Only one city in California conducts checkpoints solely to catch unlicensed drivers.
And now even Escondido, a city of 130,000 north of San Diego, has announced it will no longer conduct the controversial roadway operations, which critics called discriminatory against Hispanics.
But that’s unlikely to change how the police department’s traffic division operates. The North County Times reported on Friday that Escondido Police Chief Jim Maher ended those specific checkpoints earlier this year.
In December, the American Civil Liberties Union’s chapters in San Diego and Imperial counties sent a letter to the Escondido city attorney arguing the driver’s license-only checkpoints violate California law.

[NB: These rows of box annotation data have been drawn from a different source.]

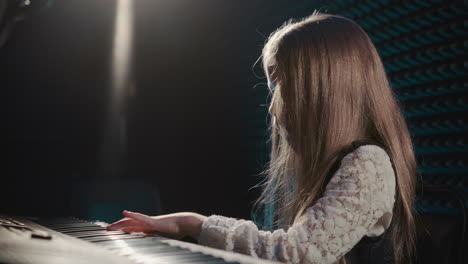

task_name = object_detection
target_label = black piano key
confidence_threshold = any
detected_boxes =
[68,230,128,238]
[58,226,106,234]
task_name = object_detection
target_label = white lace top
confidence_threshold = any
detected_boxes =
[198,145,395,263]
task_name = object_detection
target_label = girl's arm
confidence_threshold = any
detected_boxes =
[199,145,395,263]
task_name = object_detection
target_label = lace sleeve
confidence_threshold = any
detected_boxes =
[199,145,395,263]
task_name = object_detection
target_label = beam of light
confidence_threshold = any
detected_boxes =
[101,0,133,177]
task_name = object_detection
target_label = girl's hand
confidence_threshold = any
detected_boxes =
[107,211,206,240]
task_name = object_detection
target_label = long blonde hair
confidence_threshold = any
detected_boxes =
[256,11,416,263]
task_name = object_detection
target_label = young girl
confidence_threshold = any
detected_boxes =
[108,12,416,263]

The city, however, will continue to check driver’s licenses in the course of searching out other offenses – altering the checkpoints’ title, not their impact.
"Rather than argue with them, we will ask for more than just driver's licenses," Maher told the newspaper.
Police across California conduct thousands of checkpoints every year to catch all manner of vehicular misconduct. The operations most typically examine motorists’ driver’s licenses, though intended to primarily target drunk drivers.
As a result, the law most cited at checkpoints in California is the state’s 30-day-impound statute. The California Highway Patrol explains:
“The Legislature intended to provide safer roads for California's motoring public by removing the vehicles driven by unlicensed, suspended, or revoked drivers for 30 days. A serious violation of the law calls for a serious response. The 30-day impound begins on the calendar day the car is towed and will be released at the conclusion of the 30th day during normal business hours.”
An investigation by the Investigative Reporting Program at UC Berkeley and California Watch, published in February, found checkpoint impounds last year generated $40 million in towing fees and police fines. The reporting also discovered that vehicles are predominantly taken from minority motorists – often-illegal immigrants.
When police seize unlicensed drivers cars, the bill to recover the vehicle normally totals around $2,000. Cities increasingly get a larger cut of those dollars through “franchise fees.”
City finance records show Escondido’s tow firms pay a total of $400,000 a year in such fees for the rights to move and store vehicles for the police department.
Last fiscal year, Escondido's sobriety checkpoints resulted in 11 impounds for every one DUI arrest.
The legality of the 30-day-impounds is also in question. A lawsuit challenging the constitutionality of California’s 30-day-impound law is awaiting oral arguments before the Ninth Circuit Court of Appeals later this year.